Nege sighed and said, “We’d have to extend the same compromise to the Teljuks. Our Gold over there is being just as unhelpful to them as we’re trying to be to you.”
“Fine. Sure. Give the Teljuks all the help in the world. Give them more, if it means you’ll give me the slightest aide.”
Nege hesitated, feeling the overwhelming determination burning behind the emperor’s words. “I’ll see what I can do.”
The cannon’s iron shot exploded into the already half-demolished tower, sending the Prophet into a dive that nearly broke his legs as he tumbled down the spiraling stone steps.
“Nege, get down from there!” Sono shouted into Nege’s mind. “Get back here this instant!”
“Get down!” Eternine shouted from the battlements as a second shot quaked the walls so much the emperor set his hands against the parapet so he wouldn’t fall.
The sun stood high over the eternal city, its heat blocked by a sparse cover of puffy, white clouds. Battle cries and explosions, crushing stone and splitting flesh, mixed with the imperceptible flutter of red and white flags bumping against each other, blended into a chaotic symphony that set Nege’s heart on fire with the undeniable passion of the moment.
“Hold fast!” the emperor commanded, not bothering to brush away the dust of pulverized stone clinging to his sweating face as he stood firmly once more.
“I cannot, Emperor,” Murel said in a loud but cold tone Nege had trouble hearing. “It would be too much.”
“Too much to save lives? I thought that was what you Prophets were supposed to be doing? Third regiment, move against the front gate battlements!”
With the emperor’s orders, a runner sped away and another stepped forward to take his place.
“Emperor, the fourth regiment still hasn’t been used,” a general adorned more richly than the emperor advised Eternine. “We’re losing ground in the northern gap.”
“They fought yesterday, General. Let them back a moment,” Eternine said.
“In a moment more we may lose the northern gates! At least let them through the second wall.”

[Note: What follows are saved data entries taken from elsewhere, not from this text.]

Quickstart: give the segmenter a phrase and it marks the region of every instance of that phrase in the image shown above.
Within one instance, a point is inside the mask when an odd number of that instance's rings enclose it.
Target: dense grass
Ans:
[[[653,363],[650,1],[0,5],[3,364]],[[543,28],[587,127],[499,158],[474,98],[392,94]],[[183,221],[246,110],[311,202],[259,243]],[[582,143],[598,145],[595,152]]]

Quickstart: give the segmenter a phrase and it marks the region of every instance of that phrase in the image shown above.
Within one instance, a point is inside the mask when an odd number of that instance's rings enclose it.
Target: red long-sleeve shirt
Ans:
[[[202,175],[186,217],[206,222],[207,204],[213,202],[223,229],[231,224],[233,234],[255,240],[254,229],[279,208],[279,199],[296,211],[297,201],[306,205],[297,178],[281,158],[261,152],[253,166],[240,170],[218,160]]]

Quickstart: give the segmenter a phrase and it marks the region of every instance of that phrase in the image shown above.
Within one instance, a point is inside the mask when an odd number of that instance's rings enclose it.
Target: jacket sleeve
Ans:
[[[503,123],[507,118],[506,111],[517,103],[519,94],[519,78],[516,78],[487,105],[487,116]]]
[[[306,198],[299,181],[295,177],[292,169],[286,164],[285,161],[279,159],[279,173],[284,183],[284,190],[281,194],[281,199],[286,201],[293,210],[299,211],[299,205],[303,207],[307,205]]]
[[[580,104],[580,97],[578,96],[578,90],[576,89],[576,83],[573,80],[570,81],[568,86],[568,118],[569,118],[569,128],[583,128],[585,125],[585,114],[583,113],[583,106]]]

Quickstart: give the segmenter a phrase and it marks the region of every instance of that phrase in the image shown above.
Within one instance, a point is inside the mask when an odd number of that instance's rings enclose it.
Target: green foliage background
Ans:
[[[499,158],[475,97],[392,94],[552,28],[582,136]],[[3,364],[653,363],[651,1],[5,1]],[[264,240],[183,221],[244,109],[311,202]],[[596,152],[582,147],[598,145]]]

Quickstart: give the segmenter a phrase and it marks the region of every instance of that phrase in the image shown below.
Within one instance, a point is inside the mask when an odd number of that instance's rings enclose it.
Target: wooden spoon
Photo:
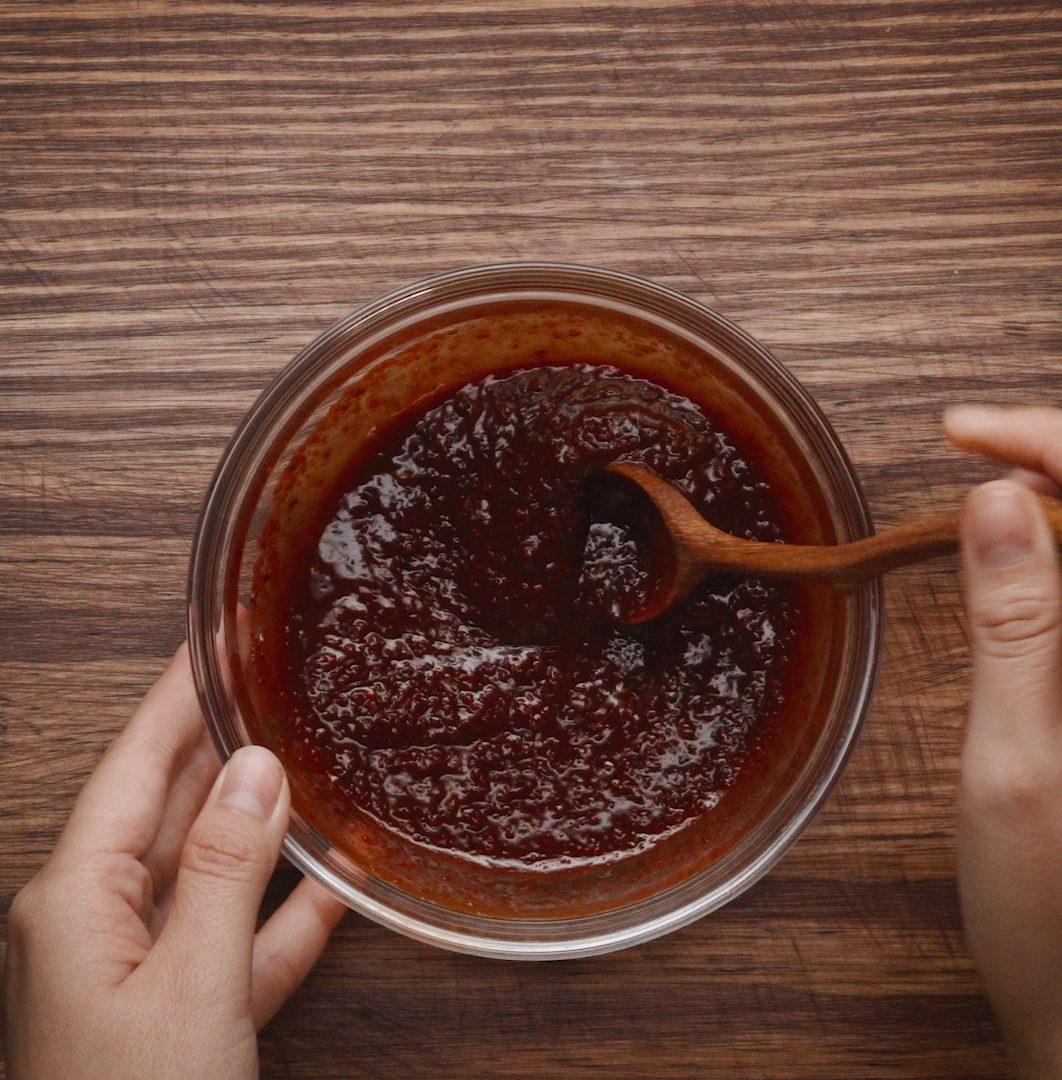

“The enemy must only see us use the precise amount of soldiers needed to defeat them, General. Keep your men ready the moment I need them and no sooner.”
Nege stood a little over ten meters from the emperor, looking down on the man from the perfect vantage of the ruined tower’s lower window. The open air of the collapsed roof gave him perfect sight of the battle going on just in front of him.
“Nege, we have to move away from here before the Teljuks enter the city!” Sono commanded in Nege’s mind.
“I’ll stay here, thanks,” Nege replied as a musket ball bounced off the wall in a puff of centuries-old dust.
“Oh no. I’m not leaving a Red unattended in a battle. This is the final assault. And from what Murel is predicting, it is most likely going to break through.”